PERCHE' CHESNEAUX RESISTE?

ADDIO A UN INTELLETTUALE ENGAGEE -  24/8/07

Jean Chesneaux, professore emerito all'Università Paris-VII e directeur d’études a l'École des hautes études en sciences sociales, è morto il 23 luglio a 85 anni.

La sua ultima opera è stata “L’Engagement des intellectuels, 1944-2004”.

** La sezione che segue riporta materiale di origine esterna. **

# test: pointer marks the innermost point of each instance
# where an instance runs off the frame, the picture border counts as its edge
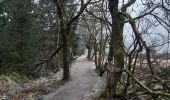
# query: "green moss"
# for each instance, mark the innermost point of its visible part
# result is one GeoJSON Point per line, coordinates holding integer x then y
{"type": "Point", "coordinates": [18, 77]}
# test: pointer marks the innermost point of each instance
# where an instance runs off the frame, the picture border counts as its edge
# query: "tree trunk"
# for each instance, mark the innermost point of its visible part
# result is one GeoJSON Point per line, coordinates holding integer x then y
{"type": "Point", "coordinates": [115, 50]}
{"type": "Point", "coordinates": [66, 60]}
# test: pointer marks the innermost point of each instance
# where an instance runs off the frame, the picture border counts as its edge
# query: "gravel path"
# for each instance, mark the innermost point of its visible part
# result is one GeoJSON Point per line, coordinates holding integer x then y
{"type": "Point", "coordinates": [83, 80]}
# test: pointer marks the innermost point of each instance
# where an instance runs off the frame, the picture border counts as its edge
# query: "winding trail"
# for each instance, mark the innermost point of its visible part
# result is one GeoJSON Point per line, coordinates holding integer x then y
{"type": "Point", "coordinates": [83, 80]}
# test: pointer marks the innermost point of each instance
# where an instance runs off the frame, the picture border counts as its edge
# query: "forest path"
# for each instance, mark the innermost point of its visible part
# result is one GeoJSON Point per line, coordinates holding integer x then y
{"type": "Point", "coordinates": [83, 80]}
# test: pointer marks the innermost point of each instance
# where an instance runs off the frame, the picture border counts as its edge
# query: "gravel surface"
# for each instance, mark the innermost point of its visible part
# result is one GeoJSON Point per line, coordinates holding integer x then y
{"type": "Point", "coordinates": [83, 80]}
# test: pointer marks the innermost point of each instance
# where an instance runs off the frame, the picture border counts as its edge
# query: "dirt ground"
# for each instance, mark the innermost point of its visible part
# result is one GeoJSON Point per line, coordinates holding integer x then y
{"type": "Point", "coordinates": [83, 80]}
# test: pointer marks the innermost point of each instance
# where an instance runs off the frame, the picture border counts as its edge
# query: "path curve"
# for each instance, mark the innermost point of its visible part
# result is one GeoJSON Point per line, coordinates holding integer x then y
{"type": "Point", "coordinates": [83, 80]}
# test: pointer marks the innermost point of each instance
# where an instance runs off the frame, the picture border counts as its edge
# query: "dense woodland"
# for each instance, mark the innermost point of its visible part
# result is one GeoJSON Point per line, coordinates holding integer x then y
{"type": "Point", "coordinates": [127, 39]}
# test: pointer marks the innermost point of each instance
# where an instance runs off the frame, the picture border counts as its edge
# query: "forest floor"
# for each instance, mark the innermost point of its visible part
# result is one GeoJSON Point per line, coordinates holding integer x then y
{"type": "Point", "coordinates": [84, 84]}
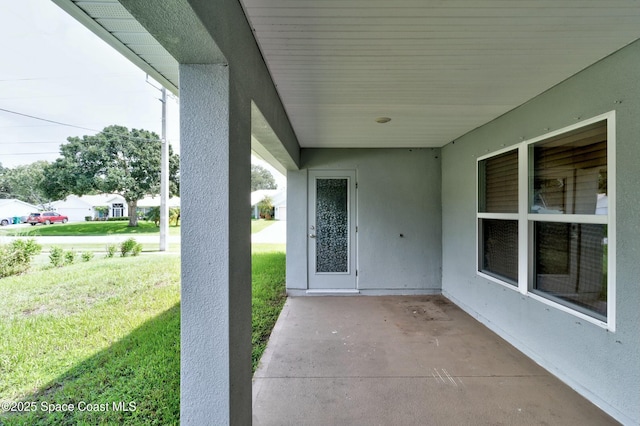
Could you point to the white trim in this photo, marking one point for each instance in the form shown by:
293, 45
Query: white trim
527, 220
569, 310
611, 227
502, 216
525, 263
599, 219
497, 280
334, 291
602, 117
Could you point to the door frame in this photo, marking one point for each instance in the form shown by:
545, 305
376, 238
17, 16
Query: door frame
332, 282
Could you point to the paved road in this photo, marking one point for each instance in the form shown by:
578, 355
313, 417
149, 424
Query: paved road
273, 234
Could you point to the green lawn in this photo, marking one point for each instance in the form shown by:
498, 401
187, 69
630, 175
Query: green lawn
89, 228
105, 228
108, 331
258, 225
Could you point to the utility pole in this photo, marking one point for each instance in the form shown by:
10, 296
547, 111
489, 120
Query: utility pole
164, 174
164, 179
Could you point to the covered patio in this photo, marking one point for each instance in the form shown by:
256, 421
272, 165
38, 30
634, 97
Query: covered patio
482, 150
402, 360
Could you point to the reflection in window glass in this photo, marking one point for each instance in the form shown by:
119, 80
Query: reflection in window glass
570, 172
571, 265
332, 225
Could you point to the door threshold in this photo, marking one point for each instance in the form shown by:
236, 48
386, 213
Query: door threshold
329, 291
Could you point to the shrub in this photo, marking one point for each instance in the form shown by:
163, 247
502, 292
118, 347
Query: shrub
128, 246
56, 256
15, 258
111, 250
136, 249
69, 257
87, 256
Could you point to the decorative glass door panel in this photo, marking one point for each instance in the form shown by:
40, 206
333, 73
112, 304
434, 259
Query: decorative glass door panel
332, 225
331, 230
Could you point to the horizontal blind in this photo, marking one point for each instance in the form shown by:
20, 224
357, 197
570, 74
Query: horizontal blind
499, 184
570, 171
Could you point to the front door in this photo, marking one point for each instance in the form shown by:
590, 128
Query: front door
331, 232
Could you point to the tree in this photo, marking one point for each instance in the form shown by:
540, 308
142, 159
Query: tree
114, 161
265, 206
261, 178
25, 183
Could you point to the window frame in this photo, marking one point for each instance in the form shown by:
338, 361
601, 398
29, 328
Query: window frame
526, 222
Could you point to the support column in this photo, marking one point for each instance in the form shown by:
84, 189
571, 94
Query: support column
215, 344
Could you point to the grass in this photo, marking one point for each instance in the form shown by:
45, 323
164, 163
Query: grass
258, 225
89, 229
108, 331
268, 297
102, 331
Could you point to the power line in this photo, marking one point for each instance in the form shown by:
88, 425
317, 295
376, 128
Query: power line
79, 127
29, 153
48, 121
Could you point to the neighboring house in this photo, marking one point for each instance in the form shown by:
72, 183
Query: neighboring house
148, 202
104, 206
463, 192
79, 208
257, 196
12, 207
279, 202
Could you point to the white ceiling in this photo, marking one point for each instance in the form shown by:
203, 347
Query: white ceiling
437, 68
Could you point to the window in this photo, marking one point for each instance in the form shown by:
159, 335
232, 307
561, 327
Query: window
498, 225
545, 224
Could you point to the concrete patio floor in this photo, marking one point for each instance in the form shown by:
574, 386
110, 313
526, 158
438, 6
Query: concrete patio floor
402, 360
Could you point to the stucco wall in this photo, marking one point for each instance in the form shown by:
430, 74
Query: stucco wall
602, 365
398, 193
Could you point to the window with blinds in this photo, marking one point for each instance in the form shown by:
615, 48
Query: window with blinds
499, 183
566, 188
570, 179
570, 171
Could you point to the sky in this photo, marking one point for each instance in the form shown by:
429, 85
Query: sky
53, 68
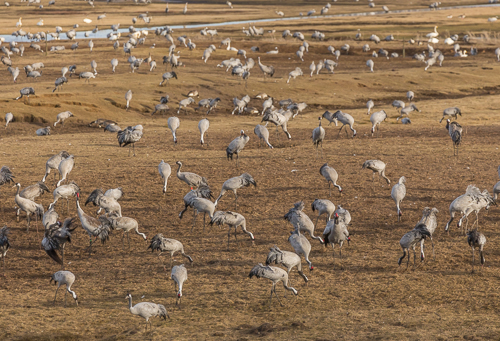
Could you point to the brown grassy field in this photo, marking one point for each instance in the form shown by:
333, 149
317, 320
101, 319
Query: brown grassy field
363, 296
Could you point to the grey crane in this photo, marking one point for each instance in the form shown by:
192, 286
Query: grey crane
105, 201
64, 277
173, 124
455, 132
331, 176
301, 246
429, 219
165, 170
179, 276
130, 135
162, 244
376, 166
323, 206
263, 134
65, 167
98, 228
476, 239
398, 193
287, 259
26, 92
236, 146
451, 112
128, 98
318, 136
300, 221
4, 244
63, 116
53, 163
203, 126
167, 76
410, 240
192, 179
275, 275
55, 238
233, 220
146, 310
126, 225
266, 70
233, 184
28, 206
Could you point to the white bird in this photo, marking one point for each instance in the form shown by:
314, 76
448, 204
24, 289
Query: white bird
165, 170
398, 193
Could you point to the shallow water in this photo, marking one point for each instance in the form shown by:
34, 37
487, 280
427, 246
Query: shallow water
103, 33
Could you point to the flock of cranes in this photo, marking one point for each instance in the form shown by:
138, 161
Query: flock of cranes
200, 197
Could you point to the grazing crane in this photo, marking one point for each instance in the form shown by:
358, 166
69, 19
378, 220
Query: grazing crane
237, 145
26, 92
410, 240
323, 206
55, 238
128, 98
126, 225
318, 136
451, 112
266, 70
192, 179
455, 132
263, 134
300, 221
64, 277
275, 275
331, 176
28, 206
53, 163
376, 166
165, 171
287, 259
376, 118
203, 127
130, 135
336, 233
147, 310
162, 244
98, 228
65, 192
301, 246
398, 193
233, 220
233, 184
173, 124
63, 116
476, 239
4, 244
65, 167
179, 276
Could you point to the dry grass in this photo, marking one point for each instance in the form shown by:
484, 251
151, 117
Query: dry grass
364, 296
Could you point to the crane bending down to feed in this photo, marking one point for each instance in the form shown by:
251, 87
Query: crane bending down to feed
233, 184
233, 220
64, 277
236, 146
162, 244
179, 276
287, 259
275, 275
398, 193
331, 177
147, 310
300, 221
165, 171
376, 166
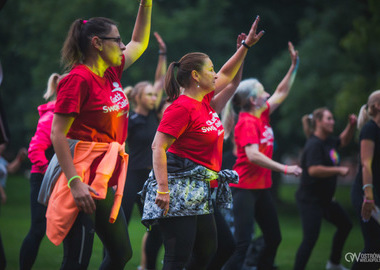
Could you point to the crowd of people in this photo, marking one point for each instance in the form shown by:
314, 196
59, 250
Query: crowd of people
99, 149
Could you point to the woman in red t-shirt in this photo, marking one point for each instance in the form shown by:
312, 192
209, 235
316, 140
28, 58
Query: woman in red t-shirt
191, 132
254, 141
92, 108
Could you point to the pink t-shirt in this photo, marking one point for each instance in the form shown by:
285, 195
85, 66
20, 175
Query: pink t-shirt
253, 130
198, 130
98, 103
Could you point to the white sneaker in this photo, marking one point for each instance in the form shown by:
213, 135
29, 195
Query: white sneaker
332, 266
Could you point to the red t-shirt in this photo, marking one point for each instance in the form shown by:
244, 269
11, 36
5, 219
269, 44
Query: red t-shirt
98, 104
253, 130
198, 130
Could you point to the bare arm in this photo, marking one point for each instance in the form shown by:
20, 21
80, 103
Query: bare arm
255, 156
321, 171
140, 36
160, 144
367, 149
219, 101
3, 195
160, 70
349, 131
283, 89
231, 67
15, 164
79, 190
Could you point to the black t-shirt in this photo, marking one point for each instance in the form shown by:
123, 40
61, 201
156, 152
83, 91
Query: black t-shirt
371, 131
141, 132
318, 152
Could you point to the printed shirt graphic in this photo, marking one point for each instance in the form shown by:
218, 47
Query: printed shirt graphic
98, 104
252, 130
198, 130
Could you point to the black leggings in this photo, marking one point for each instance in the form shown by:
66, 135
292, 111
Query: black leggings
370, 231
32, 241
249, 206
189, 241
134, 183
226, 242
77, 245
311, 217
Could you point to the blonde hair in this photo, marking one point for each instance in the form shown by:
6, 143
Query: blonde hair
367, 111
240, 101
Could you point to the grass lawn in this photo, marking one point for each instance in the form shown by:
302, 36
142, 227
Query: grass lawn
15, 220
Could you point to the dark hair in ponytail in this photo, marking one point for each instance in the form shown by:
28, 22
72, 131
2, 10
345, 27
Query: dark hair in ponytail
182, 78
309, 120
78, 39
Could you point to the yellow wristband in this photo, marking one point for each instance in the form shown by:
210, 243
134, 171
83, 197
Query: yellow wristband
163, 192
72, 178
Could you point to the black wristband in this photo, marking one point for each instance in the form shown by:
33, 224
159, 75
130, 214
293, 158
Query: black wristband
245, 44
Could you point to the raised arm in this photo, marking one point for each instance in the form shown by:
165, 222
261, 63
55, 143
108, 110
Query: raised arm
348, 133
220, 99
231, 67
283, 88
159, 79
140, 36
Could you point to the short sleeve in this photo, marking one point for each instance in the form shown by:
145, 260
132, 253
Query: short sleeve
175, 120
72, 91
249, 133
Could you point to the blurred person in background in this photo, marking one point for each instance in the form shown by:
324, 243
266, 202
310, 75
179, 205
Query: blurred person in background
365, 191
320, 164
40, 152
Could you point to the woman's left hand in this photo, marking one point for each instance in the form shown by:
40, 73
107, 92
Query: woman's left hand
161, 43
162, 201
367, 208
293, 53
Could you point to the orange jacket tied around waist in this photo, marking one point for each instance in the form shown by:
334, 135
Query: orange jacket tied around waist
62, 209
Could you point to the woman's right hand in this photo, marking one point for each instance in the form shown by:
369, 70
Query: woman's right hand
367, 208
162, 201
82, 196
294, 170
253, 37
343, 171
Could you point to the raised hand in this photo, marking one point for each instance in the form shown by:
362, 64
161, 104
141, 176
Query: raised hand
253, 37
240, 38
293, 54
161, 43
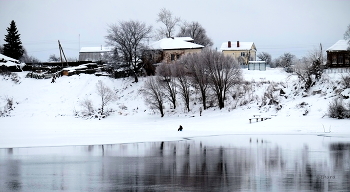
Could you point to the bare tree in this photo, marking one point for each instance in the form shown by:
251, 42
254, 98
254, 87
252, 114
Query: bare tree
154, 95
197, 32
54, 58
170, 22
29, 59
184, 83
129, 39
167, 81
347, 33
224, 73
309, 69
88, 107
265, 57
286, 60
105, 93
199, 76
347, 36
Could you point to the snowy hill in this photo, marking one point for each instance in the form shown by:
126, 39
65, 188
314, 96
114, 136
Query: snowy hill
44, 113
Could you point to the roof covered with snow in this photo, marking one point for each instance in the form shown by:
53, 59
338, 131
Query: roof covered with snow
95, 49
234, 47
185, 38
341, 45
174, 43
8, 61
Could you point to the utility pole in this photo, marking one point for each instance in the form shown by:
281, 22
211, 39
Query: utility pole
62, 52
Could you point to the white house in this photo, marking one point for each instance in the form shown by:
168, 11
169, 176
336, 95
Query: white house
245, 51
338, 55
10, 64
94, 53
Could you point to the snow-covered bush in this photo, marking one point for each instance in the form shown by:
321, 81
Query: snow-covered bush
9, 106
88, 108
337, 109
106, 95
10, 76
345, 81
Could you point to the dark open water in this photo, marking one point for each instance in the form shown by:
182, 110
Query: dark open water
217, 163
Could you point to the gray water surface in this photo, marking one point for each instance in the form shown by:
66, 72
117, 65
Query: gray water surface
216, 163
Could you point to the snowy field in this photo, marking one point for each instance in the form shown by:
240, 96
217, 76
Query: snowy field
44, 112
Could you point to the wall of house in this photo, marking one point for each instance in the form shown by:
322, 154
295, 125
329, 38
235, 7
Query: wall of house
168, 58
338, 59
91, 56
237, 53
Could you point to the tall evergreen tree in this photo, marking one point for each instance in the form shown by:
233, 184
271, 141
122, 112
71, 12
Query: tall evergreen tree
13, 47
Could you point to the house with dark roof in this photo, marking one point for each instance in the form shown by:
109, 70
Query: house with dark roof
10, 64
94, 54
338, 55
168, 50
242, 51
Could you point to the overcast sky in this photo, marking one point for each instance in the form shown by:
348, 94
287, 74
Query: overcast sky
275, 26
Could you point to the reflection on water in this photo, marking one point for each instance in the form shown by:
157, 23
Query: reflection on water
223, 163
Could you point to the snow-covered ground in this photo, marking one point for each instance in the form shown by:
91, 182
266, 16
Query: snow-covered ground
44, 112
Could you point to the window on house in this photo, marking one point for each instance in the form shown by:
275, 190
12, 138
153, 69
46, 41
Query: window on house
340, 59
334, 59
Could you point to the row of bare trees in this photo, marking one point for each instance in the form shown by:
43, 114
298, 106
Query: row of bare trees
130, 38
208, 72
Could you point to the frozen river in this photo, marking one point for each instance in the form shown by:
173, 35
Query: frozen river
213, 163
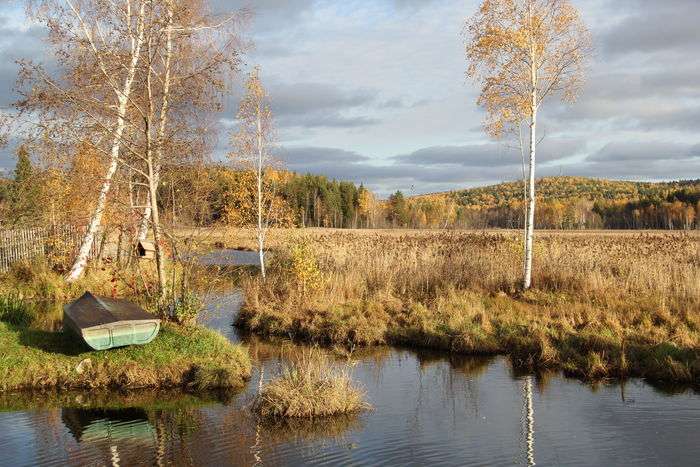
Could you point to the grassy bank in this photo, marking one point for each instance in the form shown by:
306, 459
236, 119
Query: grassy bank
310, 387
605, 305
189, 357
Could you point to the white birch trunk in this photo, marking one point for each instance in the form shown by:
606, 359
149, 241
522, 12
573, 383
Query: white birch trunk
146, 216
530, 218
261, 230
123, 97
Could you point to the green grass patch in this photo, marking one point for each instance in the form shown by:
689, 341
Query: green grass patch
310, 387
191, 357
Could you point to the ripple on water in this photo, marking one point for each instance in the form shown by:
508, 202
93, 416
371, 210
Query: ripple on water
429, 409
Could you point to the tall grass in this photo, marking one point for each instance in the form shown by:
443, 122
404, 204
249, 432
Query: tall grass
604, 304
310, 386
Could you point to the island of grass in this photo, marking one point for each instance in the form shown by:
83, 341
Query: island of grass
607, 305
310, 387
188, 357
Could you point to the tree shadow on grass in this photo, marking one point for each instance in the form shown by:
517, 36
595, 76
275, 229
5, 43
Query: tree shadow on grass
60, 342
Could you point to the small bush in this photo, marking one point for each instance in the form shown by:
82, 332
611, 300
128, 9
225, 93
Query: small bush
186, 308
310, 387
14, 311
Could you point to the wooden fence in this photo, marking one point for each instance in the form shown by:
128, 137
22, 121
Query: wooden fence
27, 244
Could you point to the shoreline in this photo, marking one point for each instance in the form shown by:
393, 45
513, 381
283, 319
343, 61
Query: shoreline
192, 357
587, 354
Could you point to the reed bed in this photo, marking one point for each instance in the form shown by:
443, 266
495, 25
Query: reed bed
604, 304
310, 387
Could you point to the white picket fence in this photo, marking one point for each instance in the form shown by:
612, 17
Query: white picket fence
27, 244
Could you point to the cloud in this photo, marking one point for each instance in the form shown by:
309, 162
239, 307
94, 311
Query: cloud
489, 154
654, 26
641, 160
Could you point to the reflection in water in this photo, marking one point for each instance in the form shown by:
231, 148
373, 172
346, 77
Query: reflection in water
528, 420
429, 409
113, 424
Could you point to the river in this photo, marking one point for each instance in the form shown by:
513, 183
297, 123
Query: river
429, 408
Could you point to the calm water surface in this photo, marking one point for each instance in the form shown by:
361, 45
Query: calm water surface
429, 409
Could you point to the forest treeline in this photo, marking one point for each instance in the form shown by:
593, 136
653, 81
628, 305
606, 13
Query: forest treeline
206, 194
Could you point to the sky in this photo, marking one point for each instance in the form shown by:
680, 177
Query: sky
374, 91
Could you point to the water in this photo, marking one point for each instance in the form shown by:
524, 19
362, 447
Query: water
429, 409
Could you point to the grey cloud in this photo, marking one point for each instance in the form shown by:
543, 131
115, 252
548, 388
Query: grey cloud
641, 160
319, 105
645, 151
490, 154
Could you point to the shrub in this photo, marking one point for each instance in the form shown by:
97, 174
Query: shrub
310, 387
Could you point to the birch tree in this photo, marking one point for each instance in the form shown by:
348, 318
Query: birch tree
252, 143
98, 46
135, 80
522, 52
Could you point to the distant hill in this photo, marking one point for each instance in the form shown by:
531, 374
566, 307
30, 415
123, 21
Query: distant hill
567, 189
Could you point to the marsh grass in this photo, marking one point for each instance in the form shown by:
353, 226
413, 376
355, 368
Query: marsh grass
310, 387
605, 304
189, 357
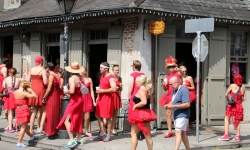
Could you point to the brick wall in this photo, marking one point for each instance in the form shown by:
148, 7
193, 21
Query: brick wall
130, 25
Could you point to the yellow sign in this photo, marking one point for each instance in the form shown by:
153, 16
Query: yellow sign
156, 27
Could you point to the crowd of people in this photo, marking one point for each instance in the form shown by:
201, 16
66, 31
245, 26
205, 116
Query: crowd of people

Ma non era semplicemente un intellettuale engagée

Emanuele Giordana



Venerdi' 24 Agosto 2007

Negli anni della guerra del Vietnam furono in molti a chiedersi come poteva resistere all'urto della più grande potenza mondiale un piccolo paese con qualche milione di contadini poveri e per lo più diviso a metà. Come poteva resistere e come fece a vincere, alla fine, quella guerra? La storiografia americana ha tentato molte risposte e, accanto a quella ovvia che attribuiva a Urss e Cina il ruolo di grandi padrini dei vietnamiti (questi ultimi assai meno tanto che fecero poi guerra ad Hanoi), ha cercato di analizzare in le difficoltà militari statunitensi, le errate scelte strategiche, il peso di un'opinione pubblica che bruciava le cartoline. Ma la risposta vera, che riguardava la capacità di resistenza dei vietnamiti, restava inevasa e, per certi aspetti, ancora lo è per gli storici della parte che quella guerra ha perso, con una certa ignominia, nel 1975. Ma uno storico francese di buone letture marxiste la risposta l'aveva già tentata negli anni Sessanta e, se si toglie quel velo ideologico e un po' militante che, in quegli anni, sfiorava anche il più equilibrato degli intellettuali, “Perché il Vietnam resiste” di Jean Chesneaux divenne un classico assai popolare proprio perché era il primo frutto storico occidentale (i vietnamiti avevano i loro storici come Le Than Koi per citare il più noto) a porre la domanda indagando i motivi dalla parte di chi la guerra stava maggiormente subendo.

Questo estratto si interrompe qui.